SAFE granted full organization status

Anya Dussault, News Editor

Sexuality Advocacy for Everyone (SAFE) was officially granted organization status by Roger Williams University’s Student Senate on Monday, March 19.
The student group on campus, whose members originally went before the Student Senate Clubs and Organizations Committee on Sept. 20, 2017, has been actively providing resources for and education about the LGBTQ+ community for many years. In the months since that initial meeting, members of SAFE have been working hard to prove that they are capable of fulfilling the responsibilities of an organization.

Essentially, this change means that there will be an increase in SAFE’s Student Senate-allocated budget, which will lead to a greater variety of programming.

Not only will this move allow SAFE to further expand on many programs that they have been offering for years (i.e. Transgender Week of Remembrance, Drag Queen Bingo, and Pride Week, just to name a few), but it will also provide the resources that are needed so that they can introduce exciting and innovative programming in the future.

Members of the organization’s executive board noted that this big step has been something that the group has been working to achieve for quite some time. The decision to become an organization is intentional, and much consideration went into what that distinction would mean for the future of SAFE.
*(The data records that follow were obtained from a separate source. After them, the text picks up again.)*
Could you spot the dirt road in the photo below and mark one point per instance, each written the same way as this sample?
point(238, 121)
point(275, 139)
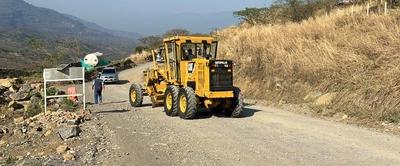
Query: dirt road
point(263, 136)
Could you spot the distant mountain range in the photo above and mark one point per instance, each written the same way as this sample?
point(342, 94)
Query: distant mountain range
point(194, 22)
point(133, 35)
point(22, 24)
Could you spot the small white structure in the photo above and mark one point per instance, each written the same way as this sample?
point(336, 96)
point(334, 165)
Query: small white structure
point(64, 73)
point(93, 59)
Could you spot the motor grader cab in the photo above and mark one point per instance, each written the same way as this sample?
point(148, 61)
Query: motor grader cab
point(184, 85)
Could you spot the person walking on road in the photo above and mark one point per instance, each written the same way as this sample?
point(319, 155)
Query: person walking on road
point(98, 87)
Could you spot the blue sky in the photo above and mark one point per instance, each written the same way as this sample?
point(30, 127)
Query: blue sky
point(113, 14)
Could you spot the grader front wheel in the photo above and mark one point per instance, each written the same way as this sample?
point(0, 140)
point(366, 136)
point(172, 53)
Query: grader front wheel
point(171, 100)
point(187, 103)
point(136, 95)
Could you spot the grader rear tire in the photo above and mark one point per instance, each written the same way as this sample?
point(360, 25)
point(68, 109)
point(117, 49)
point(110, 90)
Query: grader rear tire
point(187, 103)
point(136, 95)
point(235, 111)
point(171, 100)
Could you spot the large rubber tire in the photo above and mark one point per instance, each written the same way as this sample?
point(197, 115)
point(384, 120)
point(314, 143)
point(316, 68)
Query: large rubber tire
point(235, 111)
point(187, 103)
point(136, 95)
point(216, 110)
point(171, 100)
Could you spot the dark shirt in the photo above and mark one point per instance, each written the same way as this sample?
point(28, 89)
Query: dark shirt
point(98, 84)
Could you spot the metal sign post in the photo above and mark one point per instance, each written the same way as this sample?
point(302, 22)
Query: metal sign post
point(64, 73)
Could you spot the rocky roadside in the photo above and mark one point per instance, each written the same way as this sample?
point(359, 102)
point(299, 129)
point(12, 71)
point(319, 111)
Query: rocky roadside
point(65, 135)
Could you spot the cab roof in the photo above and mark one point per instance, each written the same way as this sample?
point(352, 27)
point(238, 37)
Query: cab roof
point(190, 39)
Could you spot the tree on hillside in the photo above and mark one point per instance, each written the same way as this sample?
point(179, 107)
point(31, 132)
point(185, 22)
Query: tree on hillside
point(151, 42)
point(253, 16)
point(298, 10)
point(281, 11)
point(176, 32)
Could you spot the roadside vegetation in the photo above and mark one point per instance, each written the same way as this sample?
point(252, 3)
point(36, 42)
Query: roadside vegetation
point(346, 54)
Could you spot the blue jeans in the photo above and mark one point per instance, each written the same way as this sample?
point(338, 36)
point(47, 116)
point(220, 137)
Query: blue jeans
point(97, 95)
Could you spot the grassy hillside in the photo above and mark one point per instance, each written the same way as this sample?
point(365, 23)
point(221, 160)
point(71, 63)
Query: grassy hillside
point(352, 57)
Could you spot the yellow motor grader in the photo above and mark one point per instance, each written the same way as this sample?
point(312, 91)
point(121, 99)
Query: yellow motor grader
point(184, 85)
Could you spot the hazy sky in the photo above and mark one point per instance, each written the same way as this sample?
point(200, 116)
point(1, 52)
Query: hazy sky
point(113, 14)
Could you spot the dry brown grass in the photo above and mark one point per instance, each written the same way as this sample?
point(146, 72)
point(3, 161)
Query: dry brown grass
point(139, 58)
point(353, 54)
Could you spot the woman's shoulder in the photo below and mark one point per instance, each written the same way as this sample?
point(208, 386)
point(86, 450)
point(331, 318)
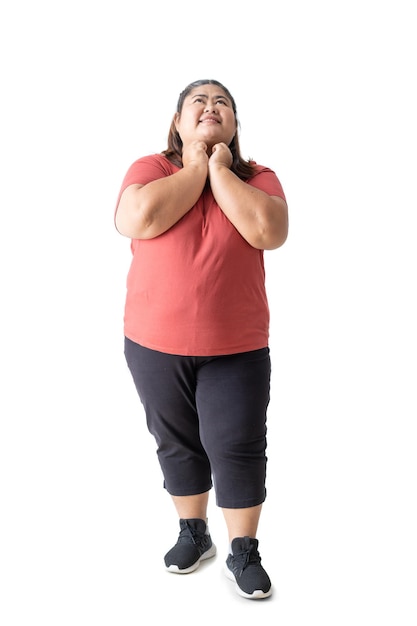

“Just the fact that it now is a reality is truly outstanding,” the SAFE executive board said in a statement to The Hawks’ Herald. “As a whole, organization status is a huge deal for SAFE because this most definitely will allow much more flexibility for additional programming and resources for the LGBTQ+ community on campus.”

Students expressed their excitement over the decision and hopes for what SAFE will bring to the campus community in the future.

“I’m excited about this change, and I’m really looking forward to see what SAFE ends up doing now that they are an org,” said sophomore Kaylee Ricker. “Considering the issues that they discuss and educate the campus about, I think it definitely makes sense that they would be in the position of reaching the entire campus community the way that orgs are supposed to.”

“They already put on really cool programming, all of which I would argue is very important from an education perspective,” said junior Tyler Makleski. “I think it’ll be pretty cool to find out what the next steps are in terms of future events.”

“Now that they have the Gender and Sexuality Center to serve as a more central location for meetings and events and stuff, I’m sure the organization will grow in size and in [the number of people they’re able to reach],” said sophomore Mikayla Paiva.

“This will benefit the student body because [it] allows SAFE to have a more prominent and visible presence on campus, allowing SAFE to increase [their] ability to reach the whole campus,” the SAFE executive board added.